The test procedure is based on comparing a measure of the difference in variation among the sample means, i.e., the variation between x_i’s, to a measure of variation within each sample.

Definition 5.1 The mean square for treatments is \mathsf{MSTr} = \frac{1}{k-1} \sum_{i=1}^k m_i (\overline{X}_i - \overline{X})^2\,, and the mean square error is \mathsf{MSE} = \frac{1}{m-k} \sum_{i=1}^k (m_i - 1) S_i^2 \,. The \mathsf{MSTr} and \mathsf{MSE} are statistics that measure the variation among sample means and the variation within samples. We will also use \mathsf{MSTr} and \mathsf{MSE} to denote the calculated values of these statistics.

Proposition 5.1 The test statistic F = \frac{\mathsf{MSTr}}{\mathsf{MSE}} is the appropriate test statistic for the single-factor ANOVA problem involving k populations (or treatments) with a random sample of size m_1, \dots, m_k from each. When H_0 is true, F \sim \mathsf{F}(\nu_1 = k-1, \nu_2 = m - k)\,. In the present context, a large test statistic value is more contradictory to H_0 than a smaller value. Therefore the test is upper-tailed, i.e., consider the area F_\alpha to the right of the critical value F_{\alpha, \nu_1, \nu_2}. We reject H_0 if the value of the test statistic F > F_\alpha.

The Average Salary Data comprises average salaries reported by 20 local councils across the four nations of the United Kingdom (England, N Ireland, Scotland and Wales). The sample means and sample standard deviations are summarised in Table 5.1.

Table 5.1: Average Salary Data reported from 20 local councils.
Nation Average salaries ('000 £) Sample size Sample mean Sample sd
England 17, 12, 18, 13, 15, 12 6 14.5 2.588
N Ireland 11, 7, 9, 13 4 10.0 2.582
Scotland 15, 10, 13, 14, 13 5 13.0 1.871
Wales 10, 12, 8, 7, 9 5 9.2 1.924

Example 5.1 Consider the Average Salary Data reported in Note 5.1. Is the expected average salary in each nation the same at the 5\% level?

We begin by exploring the data through the generation and interpretation of some box plots.

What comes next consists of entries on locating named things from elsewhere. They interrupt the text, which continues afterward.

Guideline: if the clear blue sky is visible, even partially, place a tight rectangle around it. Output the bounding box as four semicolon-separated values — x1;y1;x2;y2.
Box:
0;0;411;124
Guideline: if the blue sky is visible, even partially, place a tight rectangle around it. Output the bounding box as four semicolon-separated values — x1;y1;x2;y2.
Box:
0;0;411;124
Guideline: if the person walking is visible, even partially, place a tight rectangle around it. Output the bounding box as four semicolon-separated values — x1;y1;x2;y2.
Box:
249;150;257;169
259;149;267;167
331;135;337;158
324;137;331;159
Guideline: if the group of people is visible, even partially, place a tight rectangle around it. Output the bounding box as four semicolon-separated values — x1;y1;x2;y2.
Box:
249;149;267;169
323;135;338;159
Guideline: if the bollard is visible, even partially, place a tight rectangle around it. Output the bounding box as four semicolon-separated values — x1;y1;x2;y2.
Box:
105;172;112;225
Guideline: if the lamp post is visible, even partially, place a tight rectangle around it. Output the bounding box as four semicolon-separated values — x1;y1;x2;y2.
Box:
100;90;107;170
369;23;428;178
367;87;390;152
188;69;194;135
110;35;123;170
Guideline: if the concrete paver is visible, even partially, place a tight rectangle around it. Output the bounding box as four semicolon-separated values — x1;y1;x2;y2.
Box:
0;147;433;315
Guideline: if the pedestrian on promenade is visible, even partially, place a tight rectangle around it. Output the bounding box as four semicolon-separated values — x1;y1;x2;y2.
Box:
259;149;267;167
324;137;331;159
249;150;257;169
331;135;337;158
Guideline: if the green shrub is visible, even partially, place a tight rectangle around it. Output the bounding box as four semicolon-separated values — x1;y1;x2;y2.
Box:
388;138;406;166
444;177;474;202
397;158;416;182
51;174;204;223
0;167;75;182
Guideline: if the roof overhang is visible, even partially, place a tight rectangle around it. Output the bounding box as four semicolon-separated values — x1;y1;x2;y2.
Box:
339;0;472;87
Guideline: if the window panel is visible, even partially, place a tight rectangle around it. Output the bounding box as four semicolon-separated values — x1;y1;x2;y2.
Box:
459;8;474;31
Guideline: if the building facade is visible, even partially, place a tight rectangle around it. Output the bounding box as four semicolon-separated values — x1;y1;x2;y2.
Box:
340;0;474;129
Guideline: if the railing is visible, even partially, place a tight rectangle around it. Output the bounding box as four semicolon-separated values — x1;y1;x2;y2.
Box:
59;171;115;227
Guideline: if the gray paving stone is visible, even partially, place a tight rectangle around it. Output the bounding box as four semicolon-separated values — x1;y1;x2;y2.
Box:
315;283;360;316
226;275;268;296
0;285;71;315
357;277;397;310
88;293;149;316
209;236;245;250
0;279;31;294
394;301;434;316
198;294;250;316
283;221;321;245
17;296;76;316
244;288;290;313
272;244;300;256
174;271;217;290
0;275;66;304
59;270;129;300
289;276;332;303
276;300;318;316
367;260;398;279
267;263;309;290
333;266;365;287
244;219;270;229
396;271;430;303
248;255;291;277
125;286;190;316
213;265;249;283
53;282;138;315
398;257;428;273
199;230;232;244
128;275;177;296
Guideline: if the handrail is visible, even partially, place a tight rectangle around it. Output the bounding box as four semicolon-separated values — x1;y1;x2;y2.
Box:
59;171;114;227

The box plots in Figure 5.1 indicate that there may be a difference in median average salary by nation.

Figure 5.1: Box plots of the average mean salary data in Table Table 5.1 indicate five summary statistics: the median, two hinges (first and third quartiles) and two whiskers (extending from the hinge to the most extreme data point within 1.5 \cdot \mathsf{IQR}).

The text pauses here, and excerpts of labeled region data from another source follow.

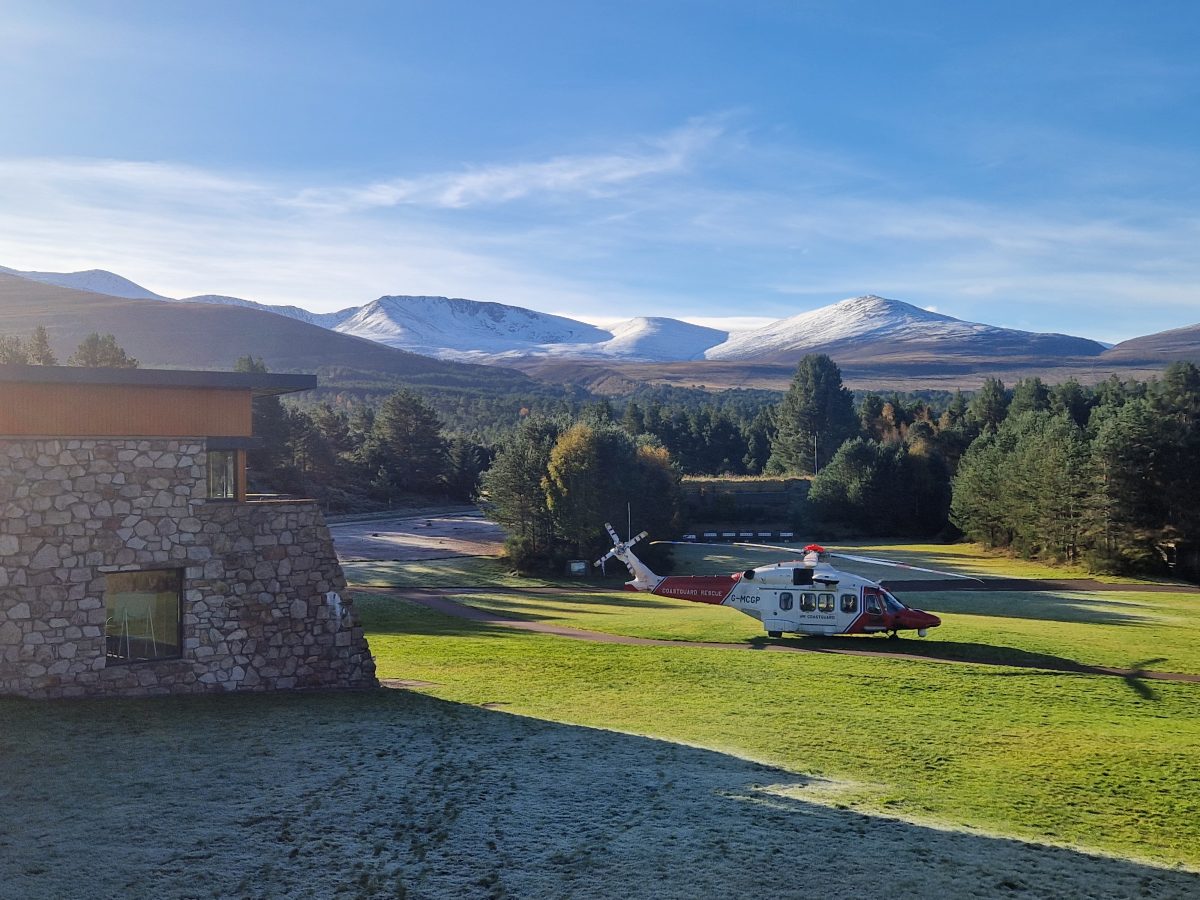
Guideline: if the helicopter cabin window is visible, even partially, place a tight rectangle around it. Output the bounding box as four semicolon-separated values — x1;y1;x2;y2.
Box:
863;588;883;616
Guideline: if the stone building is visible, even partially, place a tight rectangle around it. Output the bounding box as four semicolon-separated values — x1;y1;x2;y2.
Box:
0;366;376;697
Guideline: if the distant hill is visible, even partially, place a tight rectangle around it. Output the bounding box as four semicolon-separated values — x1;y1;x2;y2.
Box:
7;262;1200;396
704;295;1104;364
0;265;170;300
0;274;535;403
180;292;358;329
336;295;612;358
1102;324;1200;365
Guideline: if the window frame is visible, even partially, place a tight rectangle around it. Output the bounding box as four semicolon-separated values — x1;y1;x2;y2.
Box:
204;448;238;502
103;568;186;668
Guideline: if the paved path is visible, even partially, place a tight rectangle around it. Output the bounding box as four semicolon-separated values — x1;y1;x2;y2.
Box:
366;588;1200;684
329;506;504;563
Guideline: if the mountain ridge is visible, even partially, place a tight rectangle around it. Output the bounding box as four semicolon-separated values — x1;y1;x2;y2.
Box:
0;266;1200;372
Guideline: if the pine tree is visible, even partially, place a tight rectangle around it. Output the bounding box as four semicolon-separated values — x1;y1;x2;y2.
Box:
0;335;29;366
366;390;446;499
25;325;59;366
767;353;858;474
67;331;138;368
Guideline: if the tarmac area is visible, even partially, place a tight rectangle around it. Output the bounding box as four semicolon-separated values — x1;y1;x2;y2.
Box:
329;506;504;562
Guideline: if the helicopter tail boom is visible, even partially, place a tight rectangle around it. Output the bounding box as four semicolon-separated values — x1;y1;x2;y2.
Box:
595;522;662;590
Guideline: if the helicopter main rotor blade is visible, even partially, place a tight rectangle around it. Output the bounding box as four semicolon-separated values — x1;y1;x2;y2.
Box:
650;541;805;559
652;541;983;583
829;552;983;582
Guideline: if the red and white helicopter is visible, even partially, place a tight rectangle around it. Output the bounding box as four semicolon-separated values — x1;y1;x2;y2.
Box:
596;522;971;637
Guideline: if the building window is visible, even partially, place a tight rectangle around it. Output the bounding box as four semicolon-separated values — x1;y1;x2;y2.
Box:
104;569;184;664
209;450;238;500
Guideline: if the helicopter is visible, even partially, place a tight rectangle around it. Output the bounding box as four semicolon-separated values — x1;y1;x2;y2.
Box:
595;522;971;638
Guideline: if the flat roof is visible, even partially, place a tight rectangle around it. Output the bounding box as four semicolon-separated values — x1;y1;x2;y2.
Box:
0;365;317;397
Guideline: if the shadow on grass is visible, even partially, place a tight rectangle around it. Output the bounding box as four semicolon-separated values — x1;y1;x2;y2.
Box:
749;636;1168;700
902;590;1157;625
0;690;1200;900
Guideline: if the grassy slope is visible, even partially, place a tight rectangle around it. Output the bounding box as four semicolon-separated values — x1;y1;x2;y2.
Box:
350;542;1200;866
0;691;1200;900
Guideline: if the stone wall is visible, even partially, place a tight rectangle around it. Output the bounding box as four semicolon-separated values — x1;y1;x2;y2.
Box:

For \alpha = 0.05, we compute the upper-tail area F_{0.05} i.e. to the right of the critical value F_{0.05, 3, 16} by consulting a statistical table or by using R to find F_{0.05} = 3.2388715.

Code
# alt: qf(.05, df1 = 3, df2 = 16, lower.tail = FALSE)
qf(1-.05, df1 = 4-1, df2 = 20-4) 
[1] 3.238872

The grand mean is \overline{x} = \frac{17 + 12 + 18 + \cdots + 8 + 7 + 9}{20} = 11.9\,, and hence the variation among sample means is given by, \begin{aligned} \mathsf{MSTr} &= \frac{1}{4-1} \left(m_1(\overline{x}_1 - \overline{x})^2 + \cdots + m_4 (\overline{x}_4 - \overline{x})^2\right) \\ &= \left(6 (14.5-11.9)^2 + 4(10.0 - 11.9)^2 + 5(13.0-11.9)^2 + 5 ( 9.2 - 11.9)^2\right) / 3 \\ &= 32.5 \,. \end{aligned} The mean square error is \begin{aligned} \mathsf{MSE} & = \frac{1}{20-4} \left((m_1 - 1)s_1^2 + \cdots (m_4-1)s_4^2\right)\\ &= \frac{5(2.588)^2 + 3(2.582)^2 + 4(1.871)^2 + 4(1.924)^2}{16} \\ &= 5.14366 \end{aligned} yielding the test statistic value F = \frac{\mathsf{MSTr}}{\mathsf{MSE}} = \frac{32.5}{5.14366} = 6.3184581 \,. Since F > F_\alpha we reject H_0. The data do not support the hypothesis that the mean salaries in each nation are identical at the 5\% level.

5.2 Confidence intervals

In Section 4.1, we gave a CI for comparing population means involving the difference \mu_X - \mu_Y. In some settings, we would like to give CIs for more complicated functions of population means \mu_i. Let \theta = \sum_{i=1}^k c_i \mu_i\,, for constants c_i. As we assume the X_ij are normally distributed with \mathbf{E}[X_{ij}] = \mu_i and \mathop{\mathrm{Var}}[X_{ij}] = \sigma^2, the estimator \widehat{\theta} = \sum_{i=1}^k c_i \overline{X}_{i}\,, is normally distributed with \mathop{\mathrm{Var}}[\widehat{\theta}] = \sum_{i=1}^k c_i^2 \mathop{\mathrm{Var}}[\overline{X}_i] = \sigma^2 \sum_{i=1}^{k} \frac{c_i^2}{m_i}\,. We estimate \sigma^2 by the \mathsf{MSE} and standardise the estimator to arrive at a \mathsf{t} variable \frac{\widehat{\theta} - \theta}{\widehat{\sigma}_{\widehat{\theta}}}\,, where \widehat{\sigma}_{\widehat{\theta}} is the estimated standard error of the estimator.

Proposition 5.2 A 100(1-\alpha)\% CI for \sum c_i \mu_i is given by \sum_{i=1}^k c_i \overline{x}_i \pm t_{\alpha/2, m-k} \sqrt{\mathsf{MSE} \sum_{i=1}^k \frac{c_i^2}{m_i}}\,.

Example 5.2 Determine a 90\% CI for the difference in mean average salary for councils in Scotland and England, based on the data available in Table 5.1

For \alpha = 0.10, the critical value t_{0.05, 16} = 1.7458837 is found by looking in a table of \mathsf{t} critical values or by using R:

Code
# alt: qt(0.1/2, 16, lower.tail = FALSE)
qt(1-0.1/2, df = 20 - 4) 
[1] 1.745884

Then for the function \overline{x}_2 - \overline{x_1}, \begin{aligned} (\overline{x}_{Eng} - \overline{x}_{Sco}) \pm& t_{0.05, 16} \sqrt{\mathsf{MSE}} \sqrt{\frac{1}{m_{Eng}} + \frac{1}{m_{Sco}}} \\ & = (14.5 - 13.0) \pm 1.7458837 \sqrt{5.14366} \sqrt{\frac{1}{6} + \frac{1}{5}} \\ & = 1.5 \pm 2.3976575\,. \end{aligned} Thus, a 90\% confidence interval for \mu_{Eng} - \mu_{Sco} is (-0.8977\,, 3.898).

Consider the following

How does the result in Example 5.2 compare to the \mathsf{t} method in Section 4.1.3?